The effective thickness of the cross runner part 51 that is received in a groove 39 is proportioned to provide an interference with the groove to ensure a tight fit therewith. It will be seen that the cross runners 18 serve to align adjacent panel edges 38 to one another. As shown in FIG. 7, the clips 16 can be made with the flange 32, in its free state, close to the rear face 22 so that a somewhat tight interference fit is achieved between this flange and the main runner flange 44. Inspection of FIG. 4 reveals that the channel-like structure of the main runner 17 serves to space the panels 11 away from any subwall such as that represented by the gypsum board 14. This spacing ensures that adequate air circulation exists around the panels so that any tendency of a differential in moisture content between the front and back of the panels 11 is reduced and, consequently, a tendency for the panels to warp from moisture conditions is reduced. It will be understood that panels such as the illustrated panels 11, formed of wood or similar cellulose based materials, can be particularly susceptible to moisture-induced warping. The disclosed wall system 10 is effective in overcoming the problem of warpage of such panels since the main and cross runners 17, 18 which are relatively rigid and free of moisture related warpage, engage substantially the full perimeter of each panel and serve to maintain the corresponding edges of the panel in a common plane thereby preventing visually distracting warpage.

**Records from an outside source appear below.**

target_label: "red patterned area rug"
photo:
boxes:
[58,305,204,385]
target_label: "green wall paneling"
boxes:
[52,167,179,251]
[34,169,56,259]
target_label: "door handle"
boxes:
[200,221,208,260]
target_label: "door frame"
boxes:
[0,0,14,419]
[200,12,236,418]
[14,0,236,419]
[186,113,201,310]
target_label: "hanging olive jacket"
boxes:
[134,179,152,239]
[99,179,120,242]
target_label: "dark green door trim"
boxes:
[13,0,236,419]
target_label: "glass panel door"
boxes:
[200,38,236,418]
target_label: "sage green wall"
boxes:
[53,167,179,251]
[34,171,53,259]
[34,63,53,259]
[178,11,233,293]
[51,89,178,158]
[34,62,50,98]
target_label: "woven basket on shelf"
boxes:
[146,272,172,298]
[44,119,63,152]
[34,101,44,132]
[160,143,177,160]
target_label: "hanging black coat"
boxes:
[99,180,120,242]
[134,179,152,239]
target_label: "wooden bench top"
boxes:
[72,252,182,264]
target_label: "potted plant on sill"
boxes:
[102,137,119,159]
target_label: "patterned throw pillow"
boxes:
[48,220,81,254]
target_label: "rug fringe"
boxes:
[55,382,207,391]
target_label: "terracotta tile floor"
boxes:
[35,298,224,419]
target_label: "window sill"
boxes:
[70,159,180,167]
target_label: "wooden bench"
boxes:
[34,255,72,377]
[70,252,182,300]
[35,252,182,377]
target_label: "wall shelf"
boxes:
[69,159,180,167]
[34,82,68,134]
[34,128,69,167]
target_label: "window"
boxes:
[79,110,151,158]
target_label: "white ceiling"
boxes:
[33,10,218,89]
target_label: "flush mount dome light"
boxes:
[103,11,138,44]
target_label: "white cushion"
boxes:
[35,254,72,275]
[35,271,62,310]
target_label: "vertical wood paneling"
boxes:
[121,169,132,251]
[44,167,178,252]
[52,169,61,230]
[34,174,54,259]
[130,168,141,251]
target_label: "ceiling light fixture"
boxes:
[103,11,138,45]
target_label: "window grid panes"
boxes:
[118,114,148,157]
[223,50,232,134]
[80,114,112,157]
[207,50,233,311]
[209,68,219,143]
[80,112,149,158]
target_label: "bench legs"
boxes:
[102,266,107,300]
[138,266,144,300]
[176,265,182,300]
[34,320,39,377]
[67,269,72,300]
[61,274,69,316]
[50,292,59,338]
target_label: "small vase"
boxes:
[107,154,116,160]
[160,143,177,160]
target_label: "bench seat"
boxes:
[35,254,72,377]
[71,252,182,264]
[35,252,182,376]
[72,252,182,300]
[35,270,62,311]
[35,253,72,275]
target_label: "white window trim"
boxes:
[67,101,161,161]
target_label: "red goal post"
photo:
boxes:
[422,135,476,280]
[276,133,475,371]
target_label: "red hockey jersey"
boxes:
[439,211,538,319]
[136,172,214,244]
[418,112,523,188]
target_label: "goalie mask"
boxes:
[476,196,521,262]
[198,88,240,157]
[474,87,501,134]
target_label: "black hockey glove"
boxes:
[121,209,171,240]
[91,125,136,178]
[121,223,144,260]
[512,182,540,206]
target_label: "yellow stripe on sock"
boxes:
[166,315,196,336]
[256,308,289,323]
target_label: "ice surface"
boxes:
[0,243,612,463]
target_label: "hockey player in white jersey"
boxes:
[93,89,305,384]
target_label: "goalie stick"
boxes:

FIG. 5 is a cross section of a wall system constructed in accordance with the invention taken in a horizontal plane to illustrate metal corner accessories 63, 64 at inside and outside corners, respectively. The accessories, 63, 64 can be aluminum extrusions and can include channel structures 66, 67 to appropriately space the panels 11 from the subwall. FIG. 6 similarly illustrates an aluminum extrusion accessory 68 for the end of a wall.

With reference to FIG. 7, the offset of one of the clips 16 from its adjacent edge 37 allows a pair of panels 11 to be stacked rear face to rear face and offset clip to non offset clip so as to reduce the effective bulk of the panels and thereby reduce storage and shipping expense.

FIGS. 8 and 9 illustrate modified forms of a main runner 117 and a cross runner 118. In these arrangements, a flange extension 147 and cruciform part 153 have channels 71, 72, respectively, which exist between edges of associated panels 11 and are adapted to receive the stem of a decorative strip having a T-shaped cross section as is known in the art.

It should be evident that this disclosure is by way of example and that various changes may be made by adding, modifying or eliminating details without departing from the fair scope of the teaching contained in this disclosure. The invention is therefore not limited to particular details of this disclosure except to the extent that the following claims are necessarily so limited.

Claims

1. A finished wall construction comprising a plurality of rectangular generally planar panels arranged in rows and columns in a vertical plane with their edges lying in vertical and horizontal orientations and runners adjacent the edges of the panels, the panels having a front face and a rear face and being constructed of material selected from wood material and material which is susceptible to warping because of ambient humidity conditions, the runners being formed of a material selected from metal and relatively stiff structural material that is substantially free of a tendency to warp due to ambient humidity conditions, the panels each having grooves along substantially the full length of each of its edges, the runners being received in the grooves of the four edges of the panels, along substantially the full length of the respective grooves, the runners being proportioned to fit in their respective grooves tightly as received therein so that there is no significant clearance in a direction perpendicular to a plane of the arranged panels, each panel having a pair of said runners on opposite edges attached to a supporting wall in a manner that permits such runners to hold the panel in place relative to the supporting structure.